Setup

library(tidyverse)
library(sqldf)
library(visdat)
library(broom)
library(lmtest) 
library(forecast)
library(hts)

Load the feed data and change the column names to lower-case with underscores.

feed_raw <- "feed.csv" %>% 
    read_csv %>% 
    rename_all(.funs = function(x) {gsub(" ", "_", x) %>% tolower})
## Parsed with column specification:
## cols(
##   .default = col_integer(),
##   `Area Abbreviation` = col_character(),
##   Area = col_character(),
##   Item = col_character(),
##   Element = col_character(),
##   Unit = col_character(),
##   latitude = col_double(),
##   longitude = col_double()
## )
## See spec(...) for full column specifications.
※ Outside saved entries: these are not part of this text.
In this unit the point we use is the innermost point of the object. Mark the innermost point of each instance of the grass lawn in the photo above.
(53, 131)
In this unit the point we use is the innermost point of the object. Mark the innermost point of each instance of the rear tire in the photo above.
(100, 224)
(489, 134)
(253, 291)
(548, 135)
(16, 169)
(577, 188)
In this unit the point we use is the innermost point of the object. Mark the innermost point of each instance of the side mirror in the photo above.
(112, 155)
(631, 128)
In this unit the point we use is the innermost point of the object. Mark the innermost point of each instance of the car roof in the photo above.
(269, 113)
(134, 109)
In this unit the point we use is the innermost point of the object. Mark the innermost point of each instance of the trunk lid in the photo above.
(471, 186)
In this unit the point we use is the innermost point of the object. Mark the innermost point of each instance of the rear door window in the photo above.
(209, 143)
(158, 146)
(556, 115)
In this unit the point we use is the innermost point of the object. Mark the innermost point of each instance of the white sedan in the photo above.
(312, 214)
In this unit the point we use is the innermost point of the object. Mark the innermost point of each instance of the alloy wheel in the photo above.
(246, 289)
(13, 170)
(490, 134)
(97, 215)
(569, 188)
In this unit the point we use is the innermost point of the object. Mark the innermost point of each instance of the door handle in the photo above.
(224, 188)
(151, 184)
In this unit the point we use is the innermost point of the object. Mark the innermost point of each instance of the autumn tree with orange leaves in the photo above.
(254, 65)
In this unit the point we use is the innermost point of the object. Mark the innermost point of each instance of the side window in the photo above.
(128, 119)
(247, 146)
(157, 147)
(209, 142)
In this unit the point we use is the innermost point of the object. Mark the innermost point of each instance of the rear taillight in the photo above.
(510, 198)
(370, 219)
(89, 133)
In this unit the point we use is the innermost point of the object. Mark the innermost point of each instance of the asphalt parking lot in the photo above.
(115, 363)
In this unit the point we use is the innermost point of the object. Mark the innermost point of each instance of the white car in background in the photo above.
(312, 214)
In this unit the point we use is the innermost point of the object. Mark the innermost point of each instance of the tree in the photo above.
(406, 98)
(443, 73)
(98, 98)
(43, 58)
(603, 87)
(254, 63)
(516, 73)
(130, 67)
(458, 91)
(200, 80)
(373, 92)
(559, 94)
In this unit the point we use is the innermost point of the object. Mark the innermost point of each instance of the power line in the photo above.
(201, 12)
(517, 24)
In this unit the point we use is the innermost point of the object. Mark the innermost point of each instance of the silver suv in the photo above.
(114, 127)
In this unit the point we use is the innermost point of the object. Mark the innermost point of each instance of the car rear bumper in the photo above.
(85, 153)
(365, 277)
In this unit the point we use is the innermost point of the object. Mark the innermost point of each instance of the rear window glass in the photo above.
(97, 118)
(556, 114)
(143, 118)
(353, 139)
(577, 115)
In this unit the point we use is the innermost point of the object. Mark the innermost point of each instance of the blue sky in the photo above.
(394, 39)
At this point we’ve loaded the raw csv data with the read_csv function. read_csv does not convert strings to factors, but we do have a few factors here. The year variables are all integers and begin with Y, while the longitude and latitude variables are numerics. The rest we convert to factors.

feed_raw <- feed_raw %>% mutate_at(
vars(-starts_with("y"), -starts_with("l")), 
funs(as.factor)
)

The initial wide format isn’t very convenient for modelling, but it is appropriate for visualising the missing data. Some missing data, but it seems that a row is either complete, or is missing an entire string of years. It actually looks as though collection starts in different years for each item, but once collection starts it continues uninterrupted. What happened in 1993?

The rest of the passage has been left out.